Showing @ Cineworld, Glasgow, Sat 22 & Sun 23 Feb

Manuel Martín Cuenca / Spain/Romania/Russia/France / 2013 / 116 mins

It’s true that within the horror genre, cannibalism has been notoriously gory. It is a triumph, then, that Manuel Martín Cuenca has managed to unravel a film of substantial elegance, grace and even quiet desperation about the routines of a seemingly unremarkable Spanish tailor. Based on Humberto Arenal‘s novel, Carlos (Antonio de la Torre) lives the ultimate double life: going to work and crafting the most precise, hand-made suits while travelling the whistling midnight roads in search of women to kill, cut up and eat. When a mysterious and beautiful neighbour moves in, constantly dressed in shades of red, Carlos sees a new opportunity, but is shortly pursued by her sister who arrives in search of her missing sibling.

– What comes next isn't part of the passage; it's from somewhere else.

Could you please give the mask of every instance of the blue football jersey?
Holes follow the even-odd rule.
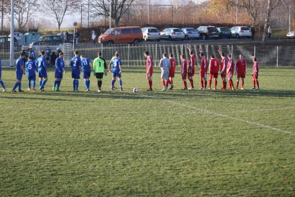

Cuenca provokes all sorts of debates on motive in Cannibal; sexual desire and fantasy, revenge, fear, even the explosion of bourgeois propriety. Carlos seems to fall in love with the incoming sister Nina (Olimpia Melinte) but there is a permanent air of peril, so reminiscent of Almodóvar in The Skin I Live In, that evokes an irresistible danger and suspense. The relationships between Cuenca’s characters recall a tense, cliff-edge Chabrol who gave his ordinary characters the most twisted and concealed desires. Moreover, Cannibal is beautifully and carefully shot, at times ever so slightly over-engineered, but is a completely engrossing watch.